Decrease of $99.2 million
FRANKFORT, Ky. (April 10, 2017) — The Office of State Budget Director reported today that March’s General Fund receipts fell 11.4 percent compared to March of last year, a decrease of $99.2 million. Total revenues for the month were $770.9 million, compared to $870.1 million during March 2016. Receipts have now grown 1.2 percent for the first nine months of FY17.
For the quarter, total General Fund collections declined 3.2 percent, thus marking the first quarterly decline since the second quarter of FY14. Growth rates for the three quarters of FY17 have been 3.4, 3.3 and -3.2 percent.

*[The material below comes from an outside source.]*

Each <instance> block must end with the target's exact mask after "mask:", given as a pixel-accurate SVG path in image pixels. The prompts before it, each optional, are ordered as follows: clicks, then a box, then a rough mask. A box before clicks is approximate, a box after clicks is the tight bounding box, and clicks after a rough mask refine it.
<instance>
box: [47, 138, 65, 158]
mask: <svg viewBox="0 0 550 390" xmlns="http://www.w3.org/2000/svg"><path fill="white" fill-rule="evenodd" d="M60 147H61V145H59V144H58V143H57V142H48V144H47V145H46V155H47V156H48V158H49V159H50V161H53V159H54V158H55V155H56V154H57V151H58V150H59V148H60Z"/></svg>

The official revenue estimate calls for 2.7 percent revenue growth for the fiscal year. To meet the estimate, receipts must grow 6.6 percent over the last three months of FY17.
“Net of refunds, corporation income tax receipts declined by $67.4 million compared to last year, while individual income tax revenue, net of refunds, fell $44.7 million in the month of March,” said John Chilton, state budget director. “We believe that the decline involves issues of administrative timing and that seems to be the case in March.”
“On the corporate side, the due date for federal corporate tax returns was permanently changed from March 15 until April 15, so we expect April receipts to include payments that in the past that would have been made in March,” he said. “The quarterly decline of 3.2 percent means that General Fund collections need to grow 6.6 percent in the final quarter of the year to reach the official forecast. Fourth quarter collections last year grew only 0.6 percent which leaves open the possibility of strong growth for the final three months of FY17 to end the fiscal year somewhere near, yet likely below, the official estimate.”
Among the major accounts:
- Sales and use tax receipts decreased 1.1 percent for the month but have grown 0.6 percent year-to-date. Receipts have now fallen in five of the last six months.
- Corporation income tax receipts fell 89.3 percent as both declarations and net returns declined. For the year, collections have decreased 6.7 percent.
- Individual income tax collections declined 15.0 percent in March as withholding, net return and fiduciary fell while declarations posted a small gain. In addition, last year the Department of Revenue delayed refunds so that they could more closely screen returns for fraudulent claims. This year, refunds have not be delayed. Collections have grown 2.4 percent through the first nine months of FY17.
- Property tax collections fell 1.9 percent for the month but have grown 2.8 percent year-to-date.
- Cigarette tax receipts increased 8.3 percent but have declined 2.2 percent year-to-date.
- Coal severance tax collections continue to rebound from their historic low, increasing for the third consecutive month. Collections rose 8.2 percent in March but have decreased 20.7 percent through the first nine months of the fiscal year.
Road Fund receipts grew 3.2 percent in March 2017 with collections of $130.7 million, $4.1 million more than last March. Through the first nine months of FY17, receipts have increased 1.8 percent. For the third quarter, total Road Fund collections rose 5.4 percent. Growth rates for the three quarters this fiscal year are 3.6, -3.6 and 5.4 percent.
The official Road Fund revenue estimate calls for revenues to decline 1.7 percent for the fiscal year. Based on year-to-date tax collections, revenues can fall 11.8 percent for the remainder of FY17 and still meet the estimate. Among the accounts, motor fuels fell 1.4 percent, motor vehicle usage revenue increased 7.2 percent, and license and privilege receipts grew 3.2 percent.